According to Moog-Koussa, over 400 of the more than 1,000 documents received in this latest contribution have already been inventoried and entered into a searchable database.
“But that’s just the beginning,” she continues. “We will soon begin the most detailed and formalized part of the archiving process – cataloging. It takes time to do it right, but these materials are too significant not to do it right.” She anticipates the process will take 12 to 18 months, after which the documents will be scanned and the most significant of them shared.
“Creating a wide-ranging collection that includes not only his work, but also the work of those he influenced is the goal of the Bob Moog Foundation,” she adds. “It is from this perspective that we can achieve the truest picture of his life’s work and ultimately appreciate his contributions to science and music.”
As Moog-Koussa observes, her father was generous with his talent and knowledge. “Inspiring others fueled his own creativity. We endeavor to carry on that tradition at BFM.”

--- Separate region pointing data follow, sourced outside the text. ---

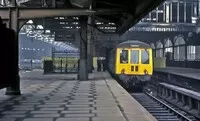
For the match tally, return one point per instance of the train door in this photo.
(146, 61)
(122, 61)
(134, 65)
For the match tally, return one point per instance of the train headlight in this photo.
(123, 71)
(145, 72)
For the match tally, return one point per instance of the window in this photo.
(134, 56)
(124, 56)
(145, 57)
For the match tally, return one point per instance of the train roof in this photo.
(133, 43)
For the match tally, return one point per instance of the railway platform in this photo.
(184, 72)
(64, 98)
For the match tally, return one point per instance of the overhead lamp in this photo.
(39, 27)
(30, 22)
(47, 31)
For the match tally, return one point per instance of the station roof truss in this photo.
(127, 14)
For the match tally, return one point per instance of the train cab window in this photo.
(145, 57)
(134, 56)
(124, 56)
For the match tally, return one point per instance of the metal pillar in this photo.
(83, 73)
(54, 3)
(90, 42)
(183, 100)
(14, 24)
(190, 103)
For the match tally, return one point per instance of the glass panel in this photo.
(145, 57)
(134, 56)
(124, 56)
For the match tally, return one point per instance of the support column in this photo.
(177, 97)
(90, 42)
(54, 3)
(183, 100)
(14, 89)
(83, 73)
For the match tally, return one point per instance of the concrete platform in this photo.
(187, 92)
(185, 72)
(57, 98)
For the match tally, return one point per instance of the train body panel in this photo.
(131, 62)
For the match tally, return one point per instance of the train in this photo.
(131, 62)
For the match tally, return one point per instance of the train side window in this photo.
(134, 56)
(145, 57)
(124, 56)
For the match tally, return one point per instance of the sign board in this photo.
(64, 36)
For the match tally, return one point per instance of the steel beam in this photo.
(29, 13)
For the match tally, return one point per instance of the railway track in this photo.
(160, 109)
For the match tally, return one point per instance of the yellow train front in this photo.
(131, 62)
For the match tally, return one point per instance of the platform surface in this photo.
(63, 98)
(185, 72)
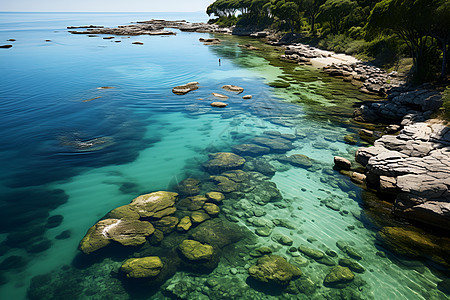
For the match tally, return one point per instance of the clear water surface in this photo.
(147, 139)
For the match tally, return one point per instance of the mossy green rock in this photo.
(189, 186)
(274, 269)
(350, 139)
(313, 253)
(352, 265)
(185, 224)
(144, 267)
(129, 232)
(279, 84)
(166, 224)
(94, 238)
(192, 203)
(211, 209)
(250, 149)
(198, 217)
(300, 160)
(223, 161)
(236, 175)
(215, 197)
(124, 212)
(224, 184)
(155, 205)
(338, 275)
(196, 251)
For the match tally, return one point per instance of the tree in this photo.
(440, 30)
(287, 11)
(312, 10)
(335, 12)
(410, 20)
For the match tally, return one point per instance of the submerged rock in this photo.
(342, 163)
(250, 150)
(338, 275)
(233, 88)
(416, 244)
(274, 269)
(219, 104)
(215, 197)
(189, 186)
(352, 265)
(186, 88)
(196, 251)
(217, 95)
(145, 267)
(223, 161)
(185, 224)
(313, 253)
(125, 232)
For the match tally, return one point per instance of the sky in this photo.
(104, 5)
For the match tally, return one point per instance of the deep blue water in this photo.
(149, 139)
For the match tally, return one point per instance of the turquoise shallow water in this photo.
(149, 139)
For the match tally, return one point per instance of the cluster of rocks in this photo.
(183, 25)
(300, 53)
(133, 29)
(372, 80)
(404, 105)
(192, 86)
(415, 166)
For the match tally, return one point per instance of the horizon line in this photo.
(125, 12)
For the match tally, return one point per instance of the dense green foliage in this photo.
(387, 29)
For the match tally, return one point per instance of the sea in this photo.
(71, 151)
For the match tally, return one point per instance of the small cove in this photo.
(159, 139)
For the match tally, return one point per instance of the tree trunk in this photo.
(444, 60)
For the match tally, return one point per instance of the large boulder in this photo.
(223, 161)
(250, 149)
(196, 251)
(338, 275)
(233, 88)
(154, 205)
(279, 145)
(185, 88)
(145, 267)
(415, 244)
(125, 232)
(274, 269)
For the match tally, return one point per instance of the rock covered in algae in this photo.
(144, 267)
(198, 217)
(223, 161)
(250, 149)
(189, 186)
(416, 244)
(185, 224)
(313, 253)
(274, 269)
(215, 197)
(196, 251)
(125, 232)
(275, 144)
(233, 88)
(224, 184)
(166, 224)
(192, 203)
(300, 160)
(185, 88)
(219, 104)
(154, 205)
(338, 275)
(211, 209)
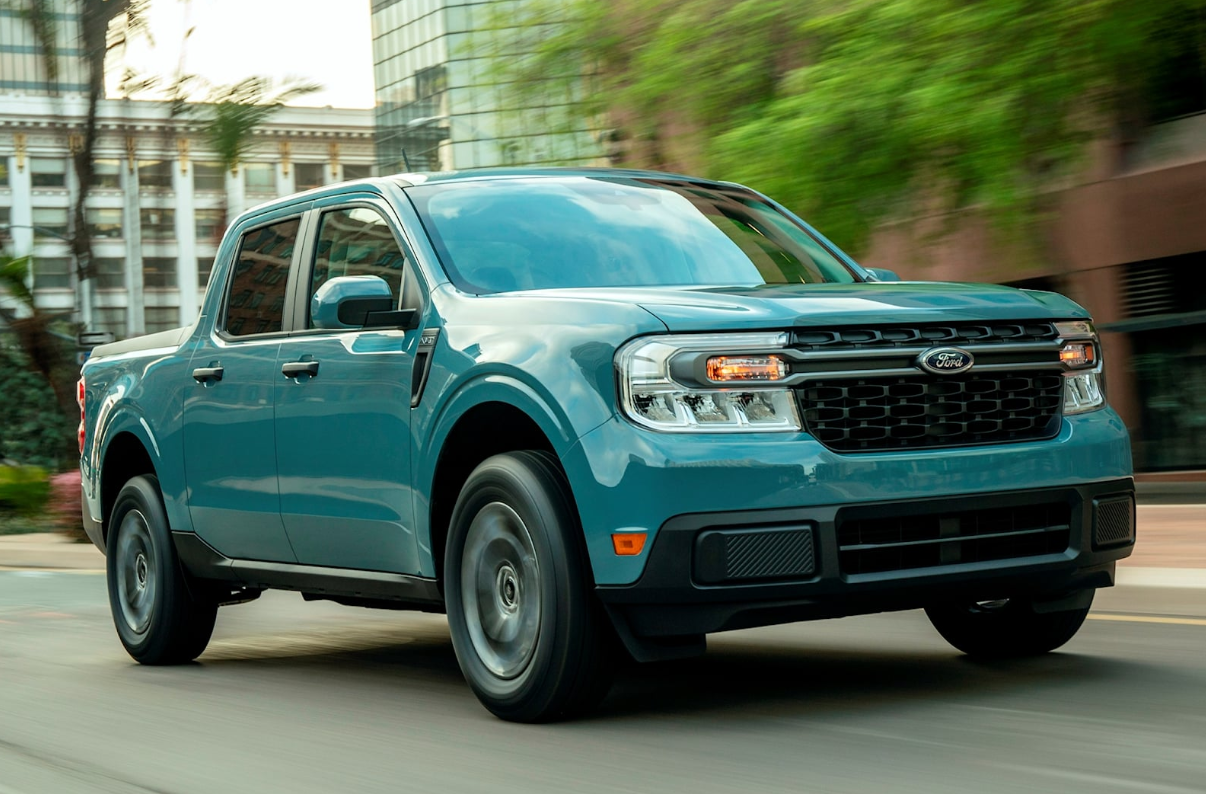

Moog-Koussa points to the work of Dr. Bob’s Sound School (DBSS) as an example of BMF’s ongoing outreach and education, an important part of her father’s legacy. The 10-week curriculum teaches second grade students the physics of sound using acoustic and electronic musical instruments such as the theremin, as well as oscilloscopes. The information is supplemented by custom educational materials developed by the BMF educational team. “Bob was a life-long learner,” his daughter explains. “He never stopped asking ‘what if’ and wanted others to ask the same question. I can’t think of a better tribute to his life and work than encouraging a new generation to ask the same question.”